3.2 KempenSoft may subcontract work to third parties if necessary for proper execution.
3.3 The Client is responsible for timely provision of all data and resources required for the agreement’s execution. Delays due to insufficient data may result in additional costs or suspension of services.
3.4 If project costs exceed the estimated amount by more than 5%, both parties will discuss the continuation of services and associated expenses.
3.5 Changes requested during the project execution may result in additional costs (“Additional Work”), subject to mutual agreement or a new contract.
Article 4 – Pricing and Payment
4.1 Payments must be made within 14 days from the invoice date, unless otherwise agreed in writing.
4.2 Late payments incur statutory interest and collection costs, including legal and administrative expenses.
4.3 KempenSoft may issue invoices on an advance or instalment basis.
4.4 Disputes regarding invoices do not suspend the Client’s payment obligation.
Article 5 – Termination of the Agreement
5.1 KempenSoft may terminate the agreement with immediate effect in the event of:
• The Client failing to fulfil their contractual obligations.
• Insolvency or bankruptcy proceedings involving the Client.
• Seizure of the Client’s assets or a liquidation process.
5.2 Upon termination, any outstanding payments for services already rendered remain due.
Article 6 – Liability
6.1 KempenSoft is only liable for direct damages caused by gross negligence or intent, with a maximum liability equal to the total value of the agreement.
6.2 KempenSoft is not liable for indirect or consequential damages, including lost profits, data loss, or reputational harm.
6.3 The Client indemnifies KempenSoft against claims by third parties arising from data, products, or materials provided by the Client.
Article 7 – Intellectual Property
7.1 All intellectual property rights relating to work developed under the agreement remain with KempenSoft unless explicitly transferred in writing.
7.2 The Client is granted a non-exclusive, non-transferable licence to use the deliverables solely for agreed purposes.
7.3 The Client may not disclose, reproduce, or modify deliverables without KempenSoft’s prior written consent.
Article 8 – Force Majeure
8.1 KempenSoft is not liable for delays or non-performance due to unforeseen circumstances outside its reasonable control, such as natural disasters, cyber-attacks, or government actions.
8.2 Obligations are suspended during the period of force majeure.
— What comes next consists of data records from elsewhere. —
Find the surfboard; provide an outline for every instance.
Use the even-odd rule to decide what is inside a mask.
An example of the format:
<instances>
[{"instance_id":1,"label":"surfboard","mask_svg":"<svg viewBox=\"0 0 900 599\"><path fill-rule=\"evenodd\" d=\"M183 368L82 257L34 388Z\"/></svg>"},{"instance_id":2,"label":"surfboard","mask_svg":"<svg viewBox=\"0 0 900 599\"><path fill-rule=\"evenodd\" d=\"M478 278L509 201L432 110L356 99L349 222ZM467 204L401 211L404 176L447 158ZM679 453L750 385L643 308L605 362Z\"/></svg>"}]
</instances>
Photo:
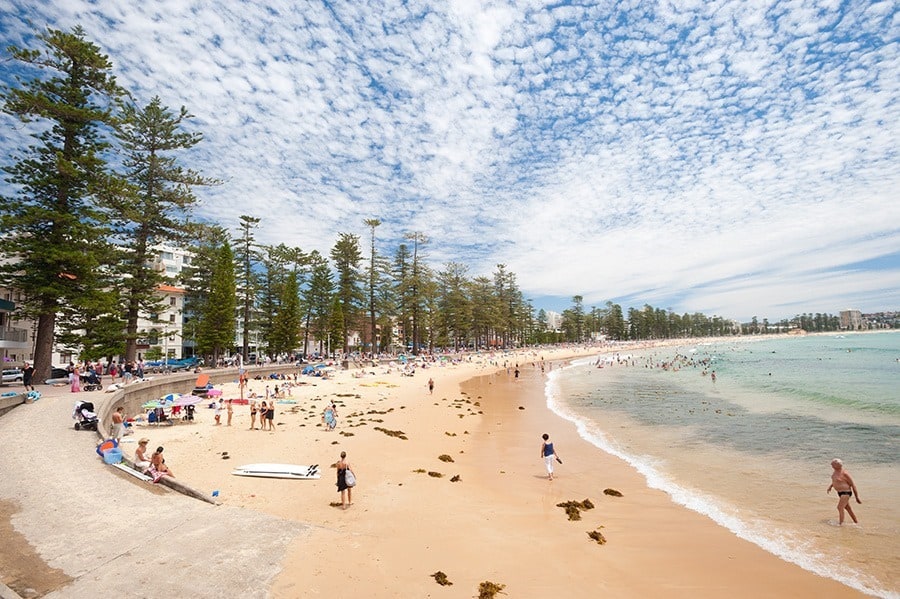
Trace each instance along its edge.
<instances>
[{"instance_id":1,"label":"surfboard","mask_svg":"<svg viewBox=\"0 0 900 599\"><path fill-rule=\"evenodd\" d=\"M126 466L125 464L110 464L110 466L112 466L113 468L118 468L118 469L121 470L122 472L125 472L126 474L130 474L131 476L133 476L133 477L135 477L135 478L139 478L139 479L141 479L141 480L143 480L143 481L149 482L149 481L153 480L152 478L150 478L150 477L147 476L146 474L144 474L144 473L142 473L142 472L138 472L138 471L135 470L134 468L129 468L129 467Z\"/></svg>"},{"instance_id":2,"label":"surfboard","mask_svg":"<svg viewBox=\"0 0 900 599\"><path fill-rule=\"evenodd\" d=\"M297 464L248 464L238 466L231 472L235 476L257 476L261 478L318 479L319 465L301 466Z\"/></svg>"}]
</instances>

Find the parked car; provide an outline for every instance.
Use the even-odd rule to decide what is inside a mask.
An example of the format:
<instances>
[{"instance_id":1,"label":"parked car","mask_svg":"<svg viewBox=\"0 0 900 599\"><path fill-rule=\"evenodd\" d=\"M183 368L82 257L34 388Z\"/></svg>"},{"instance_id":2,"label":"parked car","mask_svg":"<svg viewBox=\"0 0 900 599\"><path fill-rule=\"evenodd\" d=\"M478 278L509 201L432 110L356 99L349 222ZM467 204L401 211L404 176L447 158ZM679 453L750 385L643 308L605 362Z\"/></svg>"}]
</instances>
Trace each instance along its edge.
<instances>
[{"instance_id":1,"label":"parked car","mask_svg":"<svg viewBox=\"0 0 900 599\"><path fill-rule=\"evenodd\" d=\"M3 371L4 383L21 383L22 377L23 374L21 368L9 368Z\"/></svg>"},{"instance_id":2,"label":"parked car","mask_svg":"<svg viewBox=\"0 0 900 599\"><path fill-rule=\"evenodd\" d=\"M69 371L66 368L53 366L50 368L50 378L44 381L48 385L58 385L69 382Z\"/></svg>"}]
</instances>

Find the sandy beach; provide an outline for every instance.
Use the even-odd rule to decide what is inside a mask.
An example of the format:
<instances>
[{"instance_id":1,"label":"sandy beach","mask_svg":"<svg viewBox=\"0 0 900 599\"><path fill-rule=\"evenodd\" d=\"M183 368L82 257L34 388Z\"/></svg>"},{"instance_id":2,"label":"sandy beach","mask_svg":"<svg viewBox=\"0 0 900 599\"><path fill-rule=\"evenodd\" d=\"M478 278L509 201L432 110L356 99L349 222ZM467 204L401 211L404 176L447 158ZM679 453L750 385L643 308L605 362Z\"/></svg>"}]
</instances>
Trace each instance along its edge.
<instances>
[{"instance_id":1,"label":"sandy beach","mask_svg":"<svg viewBox=\"0 0 900 599\"><path fill-rule=\"evenodd\" d=\"M138 429L129 439L164 445L177 476L218 491L226 506L307 525L287 548L274 597L473 597L484 581L509 597L860 595L675 505L550 412L541 359L558 368L596 352L472 357L412 377L379 367L362 378L301 378L283 400L290 403L276 404L276 432L249 430L249 408L235 405L231 427L224 417L214 425L204 407L193 424ZM267 384L279 382L249 388L262 395ZM223 396L237 397L237 385L224 385ZM339 424L327 431L331 401ZM539 455L544 432L563 460L553 481ZM359 478L346 510L332 467L341 451ZM319 464L322 478L230 474L259 462ZM595 507L579 521L557 507L585 499ZM588 536L594 531L605 544ZM437 572L453 584L438 585Z\"/></svg>"}]
</instances>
If the force majeure persists for more than 90 days, either party may terminate the agreement without liability.
Article 9 – Personal Data Processing
9.1 If KempenSoft processes personal data on behalf of the Client, both parties shall enter into a data processing agreement in compliance with the General Data Protection Regulation (GDPR).
9.2 Personal data will be handled confidentially and used solely for executing the agreement. No data will be shared with third parties without explicit consent or legal obligation.
Article 10 – Governing Law and Disputes
10.1 These terms and any related agreements are governed exclusively by Dutch law.
10.2 Disputes will first be addressed through mutual consultation. If unresolved, they will be submitted to the competent court in the East Brabant district.